On the witnesses panel, Dr Michael Obersteiner, the Program Director of the Ecosystems Services and Management (ESM) Program at IIASA - Institute for Applied Systems Analysis - in Laxenburg in Austria and Dr Marco Springmann from the Oxford Martin Programme on the Future of Food, came over to Cambridge. They joined Professor Sumatra (Shumone) Ray, the Founder and Executive Director of the NNEdPro Global Centre for Nutrition and Health in Cambridge.
To open the meeting, they each examined different aspects of the relationship between the human diet and environmental and health impacts. After stating the nature and scale of the problem they each offered some suggestions for effecting change through technological, systems and policy approaches at the point of production and consumption.
Wicked problems and questions generated by the open discussion:
How can we communicate research in a way that influences individual behaviour? This was the key question highlighted by all the speakers and the ensuing discussion. There are a number of communication filters between research and the individual that can alter or confuse messages about dietary practice: impenetrable policy documents; biased or flawed knowledge brokers, such as the media; the challenge of communicating dynamic evidence-based research; and industry pressures. We know enough about the human diet to ensure healthy and environmentally positive outcomes, but not how to communicate this in a way that influences behaviour. We need better regulation and public health advocacy to combat these problems.
What is the best policy approach to influence change? Taxing food to cause a price increase is one option although this is unpopular with policymakers. Any tax needs to be supplemented by a range of other factors such as advertising to communicate the purpose of the tax and subsidies for healthier and more environmentally efficient products. Subsidies alone can have unintended consequences, such as increased overall food consumption leading to negative outcomes.
Where is change needed most? Taxing the industry or the point of production can serve a different purpose than taxing the individual or point of consumption. It is potentially more efficient to tax consumption and may have a greater impact; however, it is clear that effecting change in both areas is necessary.

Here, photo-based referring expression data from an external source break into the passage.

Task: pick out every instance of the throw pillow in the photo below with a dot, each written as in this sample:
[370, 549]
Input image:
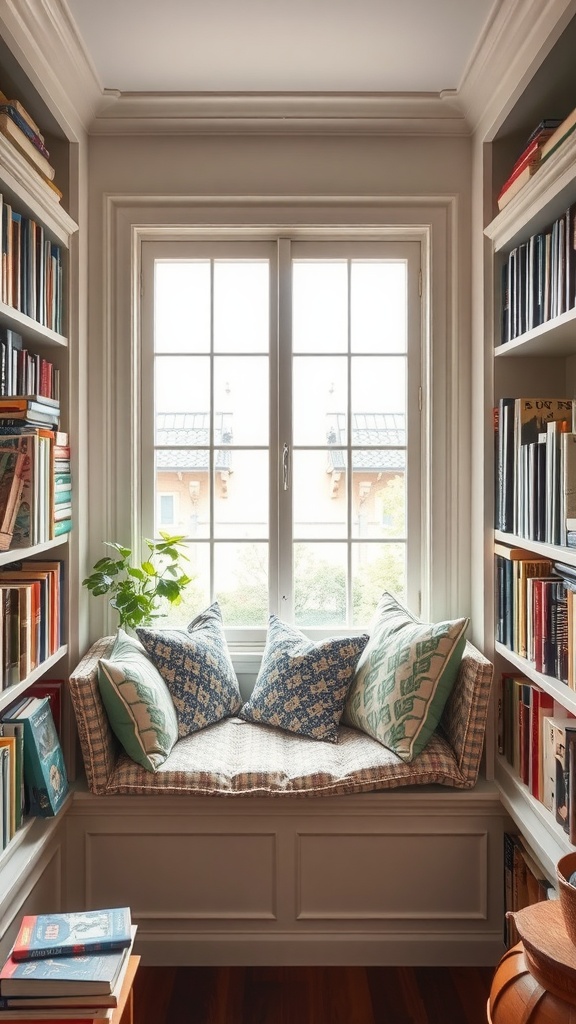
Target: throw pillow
[197, 668]
[404, 678]
[137, 702]
[301, 685]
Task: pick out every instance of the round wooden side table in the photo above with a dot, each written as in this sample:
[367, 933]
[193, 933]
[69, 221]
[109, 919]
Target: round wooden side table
[535, 981]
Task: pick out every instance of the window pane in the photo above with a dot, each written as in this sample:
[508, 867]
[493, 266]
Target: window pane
[375, 567]
[320, 321]
[181, 386]
[378, 306]
[182, 473]
[196, 597]
[320, 585]
[241, 306]
[241, 388]
[320, 494]
[320, 399]
[181, 321]
[241, 583]
[241, 494]
[378, 494]
[378, 386]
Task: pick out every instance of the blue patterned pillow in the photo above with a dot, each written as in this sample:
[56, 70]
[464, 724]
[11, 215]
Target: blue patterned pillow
[301, 685]
[197, 668]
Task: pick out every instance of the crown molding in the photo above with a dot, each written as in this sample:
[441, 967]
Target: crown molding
[506, 55]
[43, 39]
[205, 113]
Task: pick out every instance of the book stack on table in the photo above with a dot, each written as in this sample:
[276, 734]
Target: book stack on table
[69, 967]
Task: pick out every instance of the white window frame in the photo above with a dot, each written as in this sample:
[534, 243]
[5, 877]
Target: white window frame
[280, 252]
[433, 220]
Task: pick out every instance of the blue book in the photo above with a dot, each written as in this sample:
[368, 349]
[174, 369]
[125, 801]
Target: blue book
[53, 977]
[73, 934]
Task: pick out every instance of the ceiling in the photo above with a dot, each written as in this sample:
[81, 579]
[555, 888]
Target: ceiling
[225, 46]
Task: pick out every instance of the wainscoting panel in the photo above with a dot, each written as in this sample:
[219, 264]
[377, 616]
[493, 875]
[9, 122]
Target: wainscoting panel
[422, 877]
[398, 878]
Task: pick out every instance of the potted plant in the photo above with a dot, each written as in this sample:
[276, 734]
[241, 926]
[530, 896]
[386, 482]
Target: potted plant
[139, 592]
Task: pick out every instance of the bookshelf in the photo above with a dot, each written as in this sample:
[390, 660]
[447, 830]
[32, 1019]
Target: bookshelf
[538, 363]
[23, 188]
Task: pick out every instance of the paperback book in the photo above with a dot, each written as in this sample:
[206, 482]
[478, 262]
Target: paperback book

How do you unpick which factors ultimately have the most significant impact on human behaviour? In pre-existing cases there are often a huge range of interventions that have led to change, so trying to isolate one factor is difficult. A holistic, whole systems approach is required. What other factors affect what we eat? The science of taste and how this interrelates with behaviour could be important and it, along with other research areas, needs to be incorporated into a genuinely multidisciplinary discussion. Food is culturally important and behaviour will not be changed simply by communicating health or environmental messages.
How do we account for rebound effects? Better dietary practice leads to a reduced mortality rate which can have a negative impact on the environment; subsidising healthy foods allows consumers to buy other products which will have their own environmental impact. Studies need to be mindful of conflicting aims and the dual problem of human health and environment health needs to be considered as one.
Is change always necessary? Sometimes maintaining the status quo is just as challenging as catalyzing change. Areas where there is already a healthy diet with sustainable local agriculture need to be protected from the encroachment of more harmful global practice.